"Blocking Buffered Stream" threading primitive

Mon Dec 26 16:42:02 UTC 2011

[Nicholas, sorry for the duplicated, I assumed parrot-dev was in the reply-to]
2011/12/26 Nicholas Clark <nick at ccl4.org>:
> On Mon, Dec 26, 2011 at 08:30:29AM -0500, Daniel Ruoso wrote:
>> use the input in map and grep it will work completely parallel, but if
>> you keep writing to outside values, it will be implicitly synchronized
>> (but just the access to that value, but the order in which this access
>> happen is still undefined).
> That works OK for write-only values, and read-only values, I think.
> But surely either performance or consistency is going to be impossible if
> the closures both read and write from the same thing?
> (eg something *like* a counter that's auto-incremented to provide a unique ID
> for each item processed, but more complex in that the closure reads from it,
> does something and then writes back. Or does Perl 6 specify that the auto-
> threading of grep and map is such that if you "do" side effects, it's your
> responsibility to lock shared resources to avoid race conditions)

The understanding I have is that any expectation of global consistency
in such concurrent-wise operations are your responsability. The
example of an auto-incremented value is perfect in that respect. The
auto-increment would have to serialize the access to the global
counter itself, it's not the language that's going to do it.

>> That is not the case, map and grep will not run in order and it is in
>> general accepted that such constructs will run asynchronously. So,
>> while it is not forbidden to have side effects, the user will know
>> that the result is not guaranteed to have any ordering consistency.
> Yes. But I'm wondering about what the rules are for side effects that the
> programmer coded that are fine with things happening one at a time in an
> arbitrary order, but break when more than one thing happens at once.
> (The same bugs that become exposed when a "multi threaded" program is run
> for the first time on a multicore machine)
> Is it explicit that "the programmer has to assume that grep and map can
> run the closure *concurrently*", and take responsibility for avoiding
> the consequences?

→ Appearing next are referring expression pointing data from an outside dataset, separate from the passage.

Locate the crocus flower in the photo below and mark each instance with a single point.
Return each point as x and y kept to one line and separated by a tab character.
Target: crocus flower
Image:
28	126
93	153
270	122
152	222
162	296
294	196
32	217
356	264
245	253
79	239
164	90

I'm thinking that this *is* the case, from what you
> write below:

Consuming items in map concurrently is a bit beyond what I addressed
here. My point was about a chained map and grep, so the map closure
would run concurrently with the grep closure. But, as far as I
understand, and from all the times Larry spoke about it in #perl6, the
user should expect even the case where the map closure is ran
concurrently to consume items.

>From what I understand, every list operation, unless explicitly stated
othewise, are possible candidates for concurrent evaluation.

>> I think the parameters on how the tasks will be spread on different OS
>> threads is something to be fine-tuned (ghc does that, for instance).
> How straightforward is it to steal stuff from GHC? In that, Haskell is a
> functional language, so (my understanding is that) unlike Perl 6, variables
> don't vary. And knowing that things don't vary will let you make assumptions
> about what is cheap, and where various trade offs lie. =A0Which may not be the
> same trade offs that one should make if one is coping with variables and
> side effects. Or is that not really relevant for this topic?

It will probably be relevant after that is actually implemented to
decide the better approach to this. At this point, I think the
abstract idea is not exposing such controls as high level language
constructs and leaving that to runtime decision (even if by command
line arguments). Of course there will be ways for the user to enforce
any setup, but the implicit threading should not presume that.

>> That is why I'm considering the idea of a "blocking buffered stream"
>> VM primitive (and why this thread is on this list), since basically
>> this will provide a non-OS way to implement blocking reads and writes,
>> which will effect how the scheduler chooses which task to run. As I
>> said in the original post, I think the only way to make it efficient
>> is doing it in the VM level.
> Yes, my hunch is that it's going to be hard to do it well at a higher
> level than the fabric of the VM. But as I'm not intimately familiar with
> Parrot, reality may well prove me wrong on this.

I could even try to implement a Proof of Concept if someone gave me
some pointers on where to start and what to look for...

daniel